Although baby teeth will eventually mature and fall out, starting proper dental care at an early age is vital to ensure a lifetime of healthy gums and a bright smile. The main role of the baby teeth is to help guide permanent teeth into place. However, bacteria spreading to new teeth due to lack of dental care will cause extensive problems later on. Avoid long-term issue by ensuring your children visit a pediatric dentist as soon as teeth appear, which can be as early as five to six months of age.
Myth #2: My child can go to the same dentist as the rest of our family.
While a general dentist or family dentist might seem like a perfect one-stop-dental-shop for your families’ dental needs, these professionals only require one month of training in the basics of children's dentistry. Parents should look into scheduling an appointment with a pediatric dentist, as they complete an additional two or three years of training that enables them to better care for children's developing teeth.
Myth #3: My child is old enough to brush his/her own teeth.
At some point, kids will want to tackle the task of brushing his or her own teeth on their own. However, allowing them to single-handily brush their teeth might need to wait, as the majority of children under the age of seven do not normally possess the fine motor skills required to hit all of those “hard-to-reach spots” until the second or third grade. Instead of putting your kid in the driver’s seat, try monitoring your child’s brushing habits until their permanent teeth are established. This will help minimize the chance of cavities in those difficult places in the back of the mouth.
Myth #4: Products containing fluoride are dangerous for young children and should not be used.
When it comes to dental health, fluoride is not the enemy. The benefits fluoride can provide our teeth are substantial, especially for youngsters. Children who regularly incorporate fluoride into their dental regimen will have a stronger tooth enamel, making it more resistant to tooth decay. Toddlers are recommended to use a minimal amount—or a “smear”—of toothpaste when brushing. At the age of three, children are allowed to use a “pea-sized” amount of regular adult toothpaste.
Myth #5: Flossing for children isn’t important until their adult teeth come in.
It’s never too early to start flossing, as cavities can form in both baby and adult teeth. Parents should start building the habit of flossing once teeth start to fit closely together, which is typically between the ages of two to six. Introducing these behaviors at a young age can help ensure regular flossing habits in a daily oral health routine.
Myth #6: Children should brush their teeth after they are done eating.
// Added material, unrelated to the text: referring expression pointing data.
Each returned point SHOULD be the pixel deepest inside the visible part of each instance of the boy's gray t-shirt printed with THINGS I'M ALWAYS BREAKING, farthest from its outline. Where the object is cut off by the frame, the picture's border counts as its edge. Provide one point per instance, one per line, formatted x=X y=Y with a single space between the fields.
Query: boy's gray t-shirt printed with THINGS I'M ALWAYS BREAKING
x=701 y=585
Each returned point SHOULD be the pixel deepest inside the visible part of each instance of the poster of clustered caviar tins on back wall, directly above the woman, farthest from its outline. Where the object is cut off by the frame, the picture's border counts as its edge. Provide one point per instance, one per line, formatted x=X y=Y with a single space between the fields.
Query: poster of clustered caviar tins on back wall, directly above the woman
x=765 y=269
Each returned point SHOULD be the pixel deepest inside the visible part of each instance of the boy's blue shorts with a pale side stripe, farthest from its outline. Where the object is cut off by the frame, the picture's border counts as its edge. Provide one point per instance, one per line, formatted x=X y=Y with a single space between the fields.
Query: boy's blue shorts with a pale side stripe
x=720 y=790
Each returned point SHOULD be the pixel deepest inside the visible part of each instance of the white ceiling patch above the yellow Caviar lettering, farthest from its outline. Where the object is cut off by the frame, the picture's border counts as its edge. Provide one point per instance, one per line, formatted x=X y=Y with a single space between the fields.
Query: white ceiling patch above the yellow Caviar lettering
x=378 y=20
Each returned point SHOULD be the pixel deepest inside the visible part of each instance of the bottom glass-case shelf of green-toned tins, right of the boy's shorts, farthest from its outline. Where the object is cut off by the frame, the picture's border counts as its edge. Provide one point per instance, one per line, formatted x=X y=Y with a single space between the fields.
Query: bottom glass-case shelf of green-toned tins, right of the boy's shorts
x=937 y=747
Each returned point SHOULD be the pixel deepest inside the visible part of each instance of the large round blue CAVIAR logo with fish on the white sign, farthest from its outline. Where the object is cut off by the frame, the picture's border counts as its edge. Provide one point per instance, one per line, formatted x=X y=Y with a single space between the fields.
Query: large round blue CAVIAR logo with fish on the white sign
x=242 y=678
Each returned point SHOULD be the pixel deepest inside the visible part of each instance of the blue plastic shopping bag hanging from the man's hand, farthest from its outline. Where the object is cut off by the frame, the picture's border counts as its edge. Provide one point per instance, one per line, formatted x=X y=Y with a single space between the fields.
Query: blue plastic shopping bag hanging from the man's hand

Though brushing after a meal is generally a good idea, avoid cleaning those pearly whites after consuming acidic foods. Acid softens your enamel and can often speed up tooth wear.
Myth #7: My child only eats naturally sweet or ‘no sugar added’ snacks, so why worry?
Many parents encourage children to eat snacks and lunches that are good for their bodies – including their teeth. Yet, product labels are misleading, causing parents to choose snacks that actually end up building plaque around their teeth and gums. In fact, some so-called “healthy” snacks are loaded with sugar and other ingredients that can lead to childhood tooth decay. Rather than completely reducing these snacks from your kids’ diet, let them eat in moderation. Rinsing your child’s mouth after consumption can help disperse the sugar.